Despite their accomplishments in their trades and businesses, these women still found that their skills were subjected to doubt and testing. A number of women described men at lumberyards or hardware shops trying to explain something to them that they already knew or attempting sell them something substandard or inappropriate. Having suffered repeatedly from lack of recognition as a builder on the worksite, Zadie had t-shirts made that said, 'I'm the builder, Who are you?' The declaration of identity combined with the interrogative switched the power dynamic, and made the woman builder recognisable and everybody else the mystery.

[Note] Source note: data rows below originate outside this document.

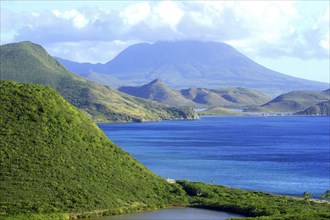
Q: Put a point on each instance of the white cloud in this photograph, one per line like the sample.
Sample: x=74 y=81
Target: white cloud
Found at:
x=169 y=13
x=258 y=28
x=78 y=20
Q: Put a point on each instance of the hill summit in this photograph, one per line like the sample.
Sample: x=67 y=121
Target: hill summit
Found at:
x=158 y=91
x=55 y=159
x=184 y=64
x=27 y=62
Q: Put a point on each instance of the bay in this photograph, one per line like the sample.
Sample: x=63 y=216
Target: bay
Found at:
x=177 y=213
x=284 y=155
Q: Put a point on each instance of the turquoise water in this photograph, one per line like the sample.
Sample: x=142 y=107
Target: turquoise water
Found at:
x=177 y=214
x=285 y=155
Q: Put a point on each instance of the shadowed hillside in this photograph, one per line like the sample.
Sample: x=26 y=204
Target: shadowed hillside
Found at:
x=55 y=159
x=158 y=91
x=184 y=64
x=293 y=101
x=320 y=109
x=30 y=63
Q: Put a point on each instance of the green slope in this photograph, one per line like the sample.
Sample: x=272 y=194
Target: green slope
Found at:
x=158 y=91
x=30 y=63
x=53 y=158
x=292 y=102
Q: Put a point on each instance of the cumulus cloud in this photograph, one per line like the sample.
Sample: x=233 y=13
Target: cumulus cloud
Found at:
x=258 y=28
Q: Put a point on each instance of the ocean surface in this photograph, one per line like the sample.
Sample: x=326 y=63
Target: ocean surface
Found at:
x=174 y=213
x=284 y=155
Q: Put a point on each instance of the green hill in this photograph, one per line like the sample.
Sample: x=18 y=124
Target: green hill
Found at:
x=235 y=97
x=320 y=109
x=219 y=111
x=292 y=102
x=190 y=63
x=29 y=63
x=55 y=159
x=158 y=91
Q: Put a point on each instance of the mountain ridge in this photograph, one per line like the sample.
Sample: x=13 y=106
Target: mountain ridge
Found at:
x=185 y=64
x=159 y=91
x=55 y=159
x=27 y=62
x=292 y=102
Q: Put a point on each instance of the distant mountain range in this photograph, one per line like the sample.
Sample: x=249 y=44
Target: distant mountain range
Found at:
x=27 y=62
x=293 y=101
x=185 y=64
x=158 y=91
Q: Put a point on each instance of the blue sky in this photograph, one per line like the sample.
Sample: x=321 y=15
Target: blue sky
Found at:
x=291 y=37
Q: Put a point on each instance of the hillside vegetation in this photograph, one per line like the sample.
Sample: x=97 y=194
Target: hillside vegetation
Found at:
x=235 y=97
x=29 y=63
x=218 y=111
x=320 y=109
x=55 y=159
x=255 y=205
x=197 y=64
x=293 y=101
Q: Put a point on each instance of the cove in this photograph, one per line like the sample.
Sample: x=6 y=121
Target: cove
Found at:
x=174 y=213
x=283 y=155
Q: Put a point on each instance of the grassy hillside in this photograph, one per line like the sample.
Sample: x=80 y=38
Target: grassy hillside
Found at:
x=293 y=101
x=197 y=97
x=187 y=63
x=219 y=111
x=320 y=109
x=158 y=91
x=30 y=63
x=55 y=159
x=235 y=97
x=256 y=205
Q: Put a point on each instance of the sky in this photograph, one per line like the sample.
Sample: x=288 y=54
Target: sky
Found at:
x=288 y=36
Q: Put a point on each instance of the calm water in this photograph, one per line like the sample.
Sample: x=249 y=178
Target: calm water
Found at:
x=179 y=213
x=285 y=155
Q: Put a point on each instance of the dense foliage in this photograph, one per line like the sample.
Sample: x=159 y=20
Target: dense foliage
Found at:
x=29 y=63
x=254 y=204
x=53 y=158
x=219 y=111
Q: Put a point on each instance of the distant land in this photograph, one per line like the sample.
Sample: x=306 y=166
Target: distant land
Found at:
x=158 y=91
x=27 y=62
x=184 y=64
x=293 y=102
x=320 y=109
x=56 y=163
x=54 y=159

Women who entered manual trades over the last thirty years constituted a tiny minority in workplaces that mostly remained defined by a particularly rough masculinity. Being a lone woman in a male-dominated workplace sometimes meant that women faced hostility and harassment, and their work often went unrecognised. Depending on their age and their cultural, political and educational resources, tradeswomen dealt with the challenges in different ways. Some tried to become invisible in the workplace, some quit the trade altogether, and others made themselves highly visible. At other times, their pioneer status meant that gender could be a useful resource at work. Being female and outside of the normative work culture meant that women could separate the work of trades from the work of masculinity. This meant, as we have seen, that they often worked differently and sometimes led their workplaces in taking on 'smarter' and safer work practices. It is clear is that none of the women I interviewed experienced being a tradesperson in a way that was unmarked by their gender. While the term 'tradesperson' may have entered the lexicon of political correctness, its use cannot conceal the fact that when the person in the trade is a woman she stands out, is noticed and therefore has no choice but to engage with the work differently.